Светлый фон

А ежедневные мои стычки с Олегом все продолжались. И ведя с ним эти наши постоянные разговоры на еврейскую тему, я по-прежнему не испытывал ни малейшей неловкости, ни тени сознания, что, приняв как должное эти правила игры, участвую, между нами говоря, в довольно гнусной процедуре.

Лишь однажды, помню, я взбрыкнул.

— Ну, Бенедикт Михайлович, — с обычной своей гнусненькой улыбочкой начал Олег. — Ну что же это… На одной полосе у вас Каверин и Алексин. А тут еще Булат сует по своему отделу стихи Светлова… Ну куда это годится…

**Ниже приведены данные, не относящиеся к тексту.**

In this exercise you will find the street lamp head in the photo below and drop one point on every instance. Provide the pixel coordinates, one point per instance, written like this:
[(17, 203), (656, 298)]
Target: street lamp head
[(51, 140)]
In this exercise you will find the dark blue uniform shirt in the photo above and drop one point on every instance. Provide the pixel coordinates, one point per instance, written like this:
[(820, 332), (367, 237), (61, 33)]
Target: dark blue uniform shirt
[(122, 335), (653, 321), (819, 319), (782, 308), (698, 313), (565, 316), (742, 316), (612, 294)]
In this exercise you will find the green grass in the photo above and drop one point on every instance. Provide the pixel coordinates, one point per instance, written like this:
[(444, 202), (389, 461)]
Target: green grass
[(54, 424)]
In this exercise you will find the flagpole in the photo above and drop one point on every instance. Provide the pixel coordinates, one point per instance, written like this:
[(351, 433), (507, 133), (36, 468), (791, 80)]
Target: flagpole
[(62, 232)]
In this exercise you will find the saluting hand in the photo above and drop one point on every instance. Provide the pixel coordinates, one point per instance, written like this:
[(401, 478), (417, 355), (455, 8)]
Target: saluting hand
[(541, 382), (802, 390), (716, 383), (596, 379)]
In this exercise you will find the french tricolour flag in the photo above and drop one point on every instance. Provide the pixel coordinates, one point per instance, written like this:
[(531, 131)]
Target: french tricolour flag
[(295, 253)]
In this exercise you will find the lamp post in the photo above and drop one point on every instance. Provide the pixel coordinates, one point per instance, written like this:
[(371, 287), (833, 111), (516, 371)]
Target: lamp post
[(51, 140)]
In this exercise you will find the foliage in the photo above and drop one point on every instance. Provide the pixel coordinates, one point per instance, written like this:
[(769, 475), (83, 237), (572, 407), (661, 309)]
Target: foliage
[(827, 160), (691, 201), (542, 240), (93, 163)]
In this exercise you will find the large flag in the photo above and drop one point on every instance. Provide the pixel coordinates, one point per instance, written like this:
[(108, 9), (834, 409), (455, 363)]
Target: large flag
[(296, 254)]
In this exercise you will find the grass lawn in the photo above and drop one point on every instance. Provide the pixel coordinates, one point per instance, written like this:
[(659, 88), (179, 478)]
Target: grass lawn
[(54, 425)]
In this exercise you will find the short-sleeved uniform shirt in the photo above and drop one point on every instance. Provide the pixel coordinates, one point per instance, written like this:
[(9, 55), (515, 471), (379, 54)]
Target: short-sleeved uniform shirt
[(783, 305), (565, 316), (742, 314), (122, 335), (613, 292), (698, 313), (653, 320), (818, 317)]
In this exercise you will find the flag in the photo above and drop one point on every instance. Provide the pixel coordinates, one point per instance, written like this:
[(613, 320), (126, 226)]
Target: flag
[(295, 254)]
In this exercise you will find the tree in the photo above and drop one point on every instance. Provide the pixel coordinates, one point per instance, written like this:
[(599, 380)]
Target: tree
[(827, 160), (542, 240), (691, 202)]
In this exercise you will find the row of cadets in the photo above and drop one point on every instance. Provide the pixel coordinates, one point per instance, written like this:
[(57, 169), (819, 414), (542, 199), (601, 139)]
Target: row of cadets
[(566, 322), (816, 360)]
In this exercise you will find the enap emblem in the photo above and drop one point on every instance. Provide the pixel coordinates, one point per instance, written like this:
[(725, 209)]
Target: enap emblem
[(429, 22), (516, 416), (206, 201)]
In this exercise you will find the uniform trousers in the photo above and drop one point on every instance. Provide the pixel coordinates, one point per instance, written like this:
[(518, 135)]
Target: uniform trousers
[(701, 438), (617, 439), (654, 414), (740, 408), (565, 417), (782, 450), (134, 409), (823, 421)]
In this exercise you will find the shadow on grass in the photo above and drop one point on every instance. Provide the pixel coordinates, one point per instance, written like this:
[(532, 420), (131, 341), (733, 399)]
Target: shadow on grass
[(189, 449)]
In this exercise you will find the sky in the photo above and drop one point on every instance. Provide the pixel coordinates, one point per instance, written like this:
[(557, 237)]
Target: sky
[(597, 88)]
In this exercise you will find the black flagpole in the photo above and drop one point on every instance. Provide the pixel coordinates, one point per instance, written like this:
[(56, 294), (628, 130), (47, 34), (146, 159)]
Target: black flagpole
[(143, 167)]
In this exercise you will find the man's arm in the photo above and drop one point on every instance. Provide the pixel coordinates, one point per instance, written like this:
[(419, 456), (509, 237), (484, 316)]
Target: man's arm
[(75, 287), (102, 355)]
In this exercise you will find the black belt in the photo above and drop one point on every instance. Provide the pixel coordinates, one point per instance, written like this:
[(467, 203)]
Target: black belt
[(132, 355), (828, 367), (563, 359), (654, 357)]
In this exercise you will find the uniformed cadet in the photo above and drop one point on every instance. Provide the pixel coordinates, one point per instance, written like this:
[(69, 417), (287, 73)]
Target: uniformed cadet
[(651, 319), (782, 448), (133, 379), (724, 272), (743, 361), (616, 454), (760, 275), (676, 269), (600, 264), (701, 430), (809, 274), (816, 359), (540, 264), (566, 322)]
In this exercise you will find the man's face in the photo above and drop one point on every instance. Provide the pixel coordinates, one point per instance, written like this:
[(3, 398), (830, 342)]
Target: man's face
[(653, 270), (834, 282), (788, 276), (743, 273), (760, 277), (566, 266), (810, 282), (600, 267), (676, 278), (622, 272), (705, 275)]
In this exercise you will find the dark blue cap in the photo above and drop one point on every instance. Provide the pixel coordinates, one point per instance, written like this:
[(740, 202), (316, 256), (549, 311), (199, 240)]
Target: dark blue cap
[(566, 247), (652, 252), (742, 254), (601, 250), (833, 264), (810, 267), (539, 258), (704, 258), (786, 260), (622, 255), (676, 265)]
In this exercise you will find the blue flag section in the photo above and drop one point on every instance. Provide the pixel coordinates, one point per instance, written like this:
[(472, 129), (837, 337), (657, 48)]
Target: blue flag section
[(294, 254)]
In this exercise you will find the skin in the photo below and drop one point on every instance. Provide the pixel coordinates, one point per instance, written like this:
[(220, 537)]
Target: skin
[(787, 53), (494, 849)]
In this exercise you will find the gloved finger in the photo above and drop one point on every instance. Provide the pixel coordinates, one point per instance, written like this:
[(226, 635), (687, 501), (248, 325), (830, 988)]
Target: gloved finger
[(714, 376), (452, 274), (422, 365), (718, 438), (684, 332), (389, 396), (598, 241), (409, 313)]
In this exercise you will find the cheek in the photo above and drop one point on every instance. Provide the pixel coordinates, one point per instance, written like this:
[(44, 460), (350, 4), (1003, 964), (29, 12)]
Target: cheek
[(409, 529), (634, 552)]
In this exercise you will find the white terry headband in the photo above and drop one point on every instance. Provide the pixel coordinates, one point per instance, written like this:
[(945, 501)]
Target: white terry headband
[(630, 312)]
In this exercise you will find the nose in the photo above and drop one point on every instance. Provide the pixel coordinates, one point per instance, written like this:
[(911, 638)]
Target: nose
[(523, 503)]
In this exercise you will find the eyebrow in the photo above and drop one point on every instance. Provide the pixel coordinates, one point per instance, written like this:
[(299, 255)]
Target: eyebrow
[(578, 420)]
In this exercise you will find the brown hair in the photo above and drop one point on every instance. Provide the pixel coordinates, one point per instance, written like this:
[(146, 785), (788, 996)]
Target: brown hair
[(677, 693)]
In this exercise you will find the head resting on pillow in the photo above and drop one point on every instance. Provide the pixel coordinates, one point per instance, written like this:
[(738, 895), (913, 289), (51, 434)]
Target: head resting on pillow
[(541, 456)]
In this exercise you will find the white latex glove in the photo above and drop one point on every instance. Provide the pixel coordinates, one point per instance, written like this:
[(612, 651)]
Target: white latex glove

— Олег Николаевич! — вспыхнул я. — Мы ведь не собираемся рядом со статьей Каверина или Алексина печатать их метрики. Это только нам с вами известно, что настоящая фамилия Каверина — Зильбер, а Алексина — Гоберман. Что же касается Светлова, то он, я думаю, и сам давно уже не помнит свою девичью фамилию… Я думал, вы озабочены тем, чтобы газета наша не слишком пестрела еврейскими фамилиями. А дело-то, выходит, не только в фамилиях! Вы, оказывается, расист!

Олег Николаевич с той же своей улыбочкой быстренько превратил все это в шутку. И на какое-то время поутих.

А однажды мне самому пришлось выслушать довольно резкую отповедь на эту тему, выступив в той же роли, в какой постоянно выступал передо мною Олег Николаевич Прудков.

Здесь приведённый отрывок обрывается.